Elina Melgin (Managing Director, ProCom - Finnish Association of Communication Professionals)
18.12.2011 - Interview conducted by the ICD News Team
Q1: What does cultural diplomacy mean to you, and what is the role of art in cultural diplomacy?
A1: This is a very broad question. Cultural diplomacy is a very vague term and we all have different perceptions of what it means, so I cannot answer your question briefly. Books have been written on the subject with different points of view. It is interesting and complex.
Q2: Turning to the role of art in cultural diplomacy, do you think that some types of art are better suited as instruments of cultural diplomacy than others?
A2: I think it depends on which period we are looking at. In my presentation I tried to show that fine arts, craftsmanship and later design have been important in the early period of cultural diplomacy in Finland. But if you look at the same issue today, the role of fine arts and design are less important. Today, Hip Hop can serve as much better tool for certain nations. I think it is related to time and to changes in society.

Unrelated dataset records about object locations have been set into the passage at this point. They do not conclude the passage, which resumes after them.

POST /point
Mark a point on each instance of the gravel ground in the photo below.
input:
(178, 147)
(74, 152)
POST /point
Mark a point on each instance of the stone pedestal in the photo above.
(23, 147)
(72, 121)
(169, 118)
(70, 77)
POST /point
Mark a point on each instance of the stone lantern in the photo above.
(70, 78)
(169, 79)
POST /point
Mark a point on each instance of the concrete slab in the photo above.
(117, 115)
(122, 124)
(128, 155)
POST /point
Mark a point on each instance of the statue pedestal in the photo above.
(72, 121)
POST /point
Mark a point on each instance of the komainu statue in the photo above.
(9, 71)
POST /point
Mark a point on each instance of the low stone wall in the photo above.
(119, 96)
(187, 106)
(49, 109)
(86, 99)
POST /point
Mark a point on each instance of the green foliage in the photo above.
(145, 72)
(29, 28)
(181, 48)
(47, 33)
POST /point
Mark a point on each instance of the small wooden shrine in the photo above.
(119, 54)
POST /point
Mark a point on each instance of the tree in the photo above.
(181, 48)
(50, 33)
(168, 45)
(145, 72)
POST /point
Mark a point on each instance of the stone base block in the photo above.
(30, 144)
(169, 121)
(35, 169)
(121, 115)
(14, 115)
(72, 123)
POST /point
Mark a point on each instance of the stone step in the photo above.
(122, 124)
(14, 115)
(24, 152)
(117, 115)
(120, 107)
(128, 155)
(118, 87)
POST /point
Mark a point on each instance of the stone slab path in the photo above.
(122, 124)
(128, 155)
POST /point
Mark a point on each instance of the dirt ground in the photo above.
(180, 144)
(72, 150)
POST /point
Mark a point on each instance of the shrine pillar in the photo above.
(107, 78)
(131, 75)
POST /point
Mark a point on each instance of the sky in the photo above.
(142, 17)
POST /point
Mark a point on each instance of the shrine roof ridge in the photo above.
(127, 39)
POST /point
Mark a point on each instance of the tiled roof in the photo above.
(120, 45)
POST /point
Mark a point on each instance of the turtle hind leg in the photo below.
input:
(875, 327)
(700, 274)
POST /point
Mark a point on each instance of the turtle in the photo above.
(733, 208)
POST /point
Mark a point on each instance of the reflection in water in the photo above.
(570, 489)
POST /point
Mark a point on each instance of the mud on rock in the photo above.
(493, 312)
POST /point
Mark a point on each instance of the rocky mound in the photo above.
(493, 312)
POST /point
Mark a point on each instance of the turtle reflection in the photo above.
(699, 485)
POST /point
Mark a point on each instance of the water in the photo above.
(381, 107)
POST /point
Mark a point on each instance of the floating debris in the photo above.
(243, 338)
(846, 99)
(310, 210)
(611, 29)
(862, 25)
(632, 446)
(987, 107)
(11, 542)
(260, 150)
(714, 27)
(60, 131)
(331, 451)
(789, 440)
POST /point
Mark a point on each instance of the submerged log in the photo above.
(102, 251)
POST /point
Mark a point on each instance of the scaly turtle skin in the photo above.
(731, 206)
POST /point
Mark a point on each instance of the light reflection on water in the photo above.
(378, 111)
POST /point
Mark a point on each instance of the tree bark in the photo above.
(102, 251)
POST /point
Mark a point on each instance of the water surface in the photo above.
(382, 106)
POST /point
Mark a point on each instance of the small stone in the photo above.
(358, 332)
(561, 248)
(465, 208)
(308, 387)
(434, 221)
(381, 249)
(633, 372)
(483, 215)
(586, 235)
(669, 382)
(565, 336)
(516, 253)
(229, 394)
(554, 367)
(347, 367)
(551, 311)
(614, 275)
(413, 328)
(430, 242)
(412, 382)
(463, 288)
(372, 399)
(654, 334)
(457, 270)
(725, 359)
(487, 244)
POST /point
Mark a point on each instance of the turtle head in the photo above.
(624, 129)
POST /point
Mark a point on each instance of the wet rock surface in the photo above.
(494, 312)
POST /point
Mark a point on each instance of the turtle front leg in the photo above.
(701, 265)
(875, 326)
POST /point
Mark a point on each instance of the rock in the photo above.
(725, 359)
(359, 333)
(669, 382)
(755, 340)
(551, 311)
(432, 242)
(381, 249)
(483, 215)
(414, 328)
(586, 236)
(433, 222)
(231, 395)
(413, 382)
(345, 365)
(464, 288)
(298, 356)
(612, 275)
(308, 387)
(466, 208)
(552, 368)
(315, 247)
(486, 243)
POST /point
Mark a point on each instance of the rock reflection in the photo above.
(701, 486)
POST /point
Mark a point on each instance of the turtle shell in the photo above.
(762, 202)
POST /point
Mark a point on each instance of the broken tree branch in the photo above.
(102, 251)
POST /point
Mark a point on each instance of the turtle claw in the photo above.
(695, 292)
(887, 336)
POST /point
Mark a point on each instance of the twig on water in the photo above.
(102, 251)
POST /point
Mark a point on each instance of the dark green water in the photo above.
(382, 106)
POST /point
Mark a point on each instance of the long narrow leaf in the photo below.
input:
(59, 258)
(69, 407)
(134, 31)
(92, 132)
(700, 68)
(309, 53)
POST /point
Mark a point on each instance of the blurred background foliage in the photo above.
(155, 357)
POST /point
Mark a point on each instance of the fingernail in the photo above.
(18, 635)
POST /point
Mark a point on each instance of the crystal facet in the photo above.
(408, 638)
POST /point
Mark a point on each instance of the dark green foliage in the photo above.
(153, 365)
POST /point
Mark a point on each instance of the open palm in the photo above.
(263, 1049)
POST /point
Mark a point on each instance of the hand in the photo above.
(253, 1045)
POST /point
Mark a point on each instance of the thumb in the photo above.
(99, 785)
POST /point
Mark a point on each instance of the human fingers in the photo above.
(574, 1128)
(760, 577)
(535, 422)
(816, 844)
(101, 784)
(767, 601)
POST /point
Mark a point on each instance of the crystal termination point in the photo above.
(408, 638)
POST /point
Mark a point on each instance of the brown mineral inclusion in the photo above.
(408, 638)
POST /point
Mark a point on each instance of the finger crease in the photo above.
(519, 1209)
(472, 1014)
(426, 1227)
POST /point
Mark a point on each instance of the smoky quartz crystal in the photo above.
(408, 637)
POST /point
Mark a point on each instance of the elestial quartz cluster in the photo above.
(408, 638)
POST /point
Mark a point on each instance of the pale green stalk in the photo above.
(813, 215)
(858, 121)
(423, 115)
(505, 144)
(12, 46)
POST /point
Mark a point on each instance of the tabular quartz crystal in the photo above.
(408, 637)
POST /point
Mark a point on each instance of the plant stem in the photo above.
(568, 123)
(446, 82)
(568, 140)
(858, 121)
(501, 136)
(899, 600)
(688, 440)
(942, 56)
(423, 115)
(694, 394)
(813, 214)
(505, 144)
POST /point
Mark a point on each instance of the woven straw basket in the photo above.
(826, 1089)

Q3: Do you think that Finland is a forerunner in cultural diplomacy? Is there anything that other countries can learn from Finland?
A3: There is always room for improvement, but what we can be proud of is that we have been able to focus on creating new art forms, first with fine arts and music and then design and also architecture, which is very important. So we have invested in certain areas. We have not spread everywhere, when were not a rich country. You need to focus, you need to have a strategy, and that is missing in so many countries today. But we are not yet an example. In the future I would like us to invest more in strategic thinking, so we do not waste the opportunities we have ahead.

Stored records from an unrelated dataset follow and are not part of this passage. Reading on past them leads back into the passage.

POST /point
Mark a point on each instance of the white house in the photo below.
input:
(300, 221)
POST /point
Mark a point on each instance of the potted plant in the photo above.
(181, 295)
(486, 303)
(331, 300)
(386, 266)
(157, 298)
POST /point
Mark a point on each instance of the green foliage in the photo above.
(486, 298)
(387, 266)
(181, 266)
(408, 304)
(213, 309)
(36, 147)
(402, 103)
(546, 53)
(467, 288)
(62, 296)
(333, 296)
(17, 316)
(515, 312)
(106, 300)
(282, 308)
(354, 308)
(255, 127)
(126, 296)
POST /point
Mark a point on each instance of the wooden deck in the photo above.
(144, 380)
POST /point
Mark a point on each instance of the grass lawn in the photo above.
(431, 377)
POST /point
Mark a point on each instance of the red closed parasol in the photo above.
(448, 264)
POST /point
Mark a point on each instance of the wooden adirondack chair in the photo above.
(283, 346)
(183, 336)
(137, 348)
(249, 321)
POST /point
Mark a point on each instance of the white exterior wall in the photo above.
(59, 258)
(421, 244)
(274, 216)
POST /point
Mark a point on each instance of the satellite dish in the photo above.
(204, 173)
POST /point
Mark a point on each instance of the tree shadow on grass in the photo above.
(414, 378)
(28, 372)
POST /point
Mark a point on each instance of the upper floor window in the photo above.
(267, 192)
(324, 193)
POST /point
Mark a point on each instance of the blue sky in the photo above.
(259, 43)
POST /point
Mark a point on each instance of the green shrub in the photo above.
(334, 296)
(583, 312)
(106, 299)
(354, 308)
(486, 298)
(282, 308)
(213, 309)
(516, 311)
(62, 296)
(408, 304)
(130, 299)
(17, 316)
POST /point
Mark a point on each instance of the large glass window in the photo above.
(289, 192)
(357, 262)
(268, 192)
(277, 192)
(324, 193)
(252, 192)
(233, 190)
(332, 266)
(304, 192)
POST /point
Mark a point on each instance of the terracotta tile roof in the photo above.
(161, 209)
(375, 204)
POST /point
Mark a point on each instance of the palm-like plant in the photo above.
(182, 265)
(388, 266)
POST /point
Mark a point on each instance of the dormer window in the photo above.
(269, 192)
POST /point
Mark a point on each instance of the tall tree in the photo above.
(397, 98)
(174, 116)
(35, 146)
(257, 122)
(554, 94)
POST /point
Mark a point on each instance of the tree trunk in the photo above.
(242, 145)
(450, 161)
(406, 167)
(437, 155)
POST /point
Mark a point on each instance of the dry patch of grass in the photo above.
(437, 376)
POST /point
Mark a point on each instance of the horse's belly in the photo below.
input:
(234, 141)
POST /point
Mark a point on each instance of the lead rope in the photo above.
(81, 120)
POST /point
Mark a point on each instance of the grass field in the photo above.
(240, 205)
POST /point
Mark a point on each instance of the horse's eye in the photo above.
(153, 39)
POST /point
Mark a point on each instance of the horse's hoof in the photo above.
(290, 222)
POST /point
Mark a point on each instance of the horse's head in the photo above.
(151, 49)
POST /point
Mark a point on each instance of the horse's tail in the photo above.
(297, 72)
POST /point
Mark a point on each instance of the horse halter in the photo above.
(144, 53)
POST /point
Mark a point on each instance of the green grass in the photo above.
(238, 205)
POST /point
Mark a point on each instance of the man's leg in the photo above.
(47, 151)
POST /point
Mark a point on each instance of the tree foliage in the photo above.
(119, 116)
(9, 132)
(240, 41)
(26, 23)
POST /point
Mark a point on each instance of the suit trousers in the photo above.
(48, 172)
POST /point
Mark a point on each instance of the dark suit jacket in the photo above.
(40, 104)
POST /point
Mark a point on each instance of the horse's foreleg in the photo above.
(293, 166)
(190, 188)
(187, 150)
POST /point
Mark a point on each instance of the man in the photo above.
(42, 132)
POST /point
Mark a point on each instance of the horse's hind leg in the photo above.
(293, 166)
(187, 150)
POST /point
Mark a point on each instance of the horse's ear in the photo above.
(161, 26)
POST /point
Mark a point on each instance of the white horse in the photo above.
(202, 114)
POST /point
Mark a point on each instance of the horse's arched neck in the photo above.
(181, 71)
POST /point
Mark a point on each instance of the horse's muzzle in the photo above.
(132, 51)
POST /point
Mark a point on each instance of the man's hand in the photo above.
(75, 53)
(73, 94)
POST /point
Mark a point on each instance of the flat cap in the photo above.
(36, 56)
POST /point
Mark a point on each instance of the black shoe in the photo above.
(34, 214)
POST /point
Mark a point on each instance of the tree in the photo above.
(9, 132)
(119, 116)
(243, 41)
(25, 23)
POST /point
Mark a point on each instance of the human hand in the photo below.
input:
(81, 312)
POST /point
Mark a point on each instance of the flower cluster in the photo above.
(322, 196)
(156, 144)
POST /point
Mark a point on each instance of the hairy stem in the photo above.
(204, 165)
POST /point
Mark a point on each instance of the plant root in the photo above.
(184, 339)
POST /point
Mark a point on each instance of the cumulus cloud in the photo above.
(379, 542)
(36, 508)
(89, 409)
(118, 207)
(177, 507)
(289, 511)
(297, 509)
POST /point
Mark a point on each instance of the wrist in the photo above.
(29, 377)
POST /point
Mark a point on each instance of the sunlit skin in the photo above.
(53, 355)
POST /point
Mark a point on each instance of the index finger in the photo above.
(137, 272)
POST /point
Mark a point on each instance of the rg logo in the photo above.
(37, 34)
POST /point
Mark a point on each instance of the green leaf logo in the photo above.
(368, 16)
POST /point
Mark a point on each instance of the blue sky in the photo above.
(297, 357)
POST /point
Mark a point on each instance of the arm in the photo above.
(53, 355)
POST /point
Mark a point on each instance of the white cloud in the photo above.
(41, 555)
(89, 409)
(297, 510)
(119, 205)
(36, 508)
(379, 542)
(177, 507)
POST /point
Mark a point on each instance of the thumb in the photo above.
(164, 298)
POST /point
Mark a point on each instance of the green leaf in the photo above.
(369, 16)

Q4: “Sauna diplomacy” is said to be a special feature of Finnish politics. Can you elaborate a bit on that?
A4: The Sauna has been very important in Finland. People have been born in saunas. But also within politics and diplomacy we used to say that all the big decisions are made in saunas. And this sauna culture still exists. It is easy to talk in a sauna. You are very close to people, and there are no protocols, you cannot follow protocols when you are in a sauna.